Oft stand ich an der Schlossbrücke und versuchte die Königin zu sehen, wenn sie mit ihren Kavalieren ausritt. Aber die langen Kerle verdeckten ihre Gestalt, und ich musste mich mit Geschichten begnügen, die mir der Stallbursche Sven über Christine erzählte. Da ihm nur wenige Worte zur Verfügung standen, erfuhr ich nicht viel mehr, als dass sie wie ein Engel regiere und wie ein Teufel reite.

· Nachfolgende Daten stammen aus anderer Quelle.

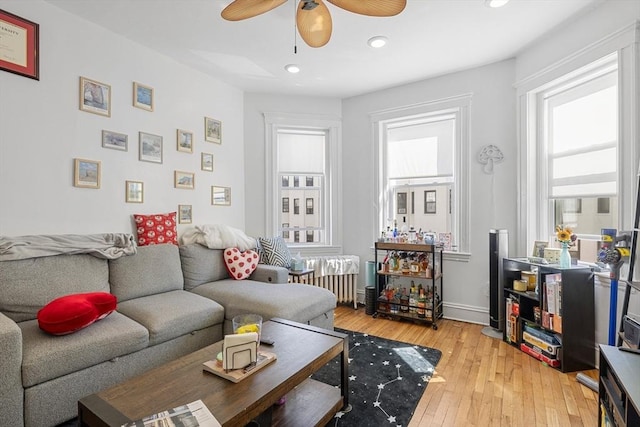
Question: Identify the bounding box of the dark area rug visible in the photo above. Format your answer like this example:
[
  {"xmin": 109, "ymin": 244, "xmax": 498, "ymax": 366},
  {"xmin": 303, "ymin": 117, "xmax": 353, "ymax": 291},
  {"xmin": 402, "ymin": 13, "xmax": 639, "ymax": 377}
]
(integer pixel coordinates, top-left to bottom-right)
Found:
[{"xmin": 312, "ymin": 328, "xmax": 442, "ymax": 427}]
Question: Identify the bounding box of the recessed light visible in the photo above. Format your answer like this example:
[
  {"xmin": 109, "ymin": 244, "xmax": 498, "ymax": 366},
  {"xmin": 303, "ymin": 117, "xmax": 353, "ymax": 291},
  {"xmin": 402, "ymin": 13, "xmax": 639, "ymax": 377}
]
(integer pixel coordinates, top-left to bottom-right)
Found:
[
  {"xmin": 367, "ymin": 36, "xmax": 387, "ymax": 48},
  {"xmin": 485, "ymin": 0, "xmax": 509, "ymax": 7},
  {"xmin": 284, "ymin": 64, "xmax": 300, "ymax": 74}
]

Die ganze Stadt war auf den Beinen, als Feldmarschall Torstensson nach Stockholm heimkehrte. Mein Vater hatte ihn mir oft beschrieben, und ich erwartete einen Recken hoch zu Pferde. Stattdessen trug man ihn in einer Sänfte durch die Straßen.

Mit seinen dreiundvierzig Jahren glich Lennart Torstensson einem Greis am Rande des Grabes. Bleich und aufgeschwemmt, zeitweise fast bewegungsunfähig durch die Podagra, gequält von Steinleiden. Es ist mir bis heute rätselhaft, wie dieser kranke Mann es fertiggebracht hat, vier Jahre lang von einem Schlachtfeld zum nächsten zu hetzen.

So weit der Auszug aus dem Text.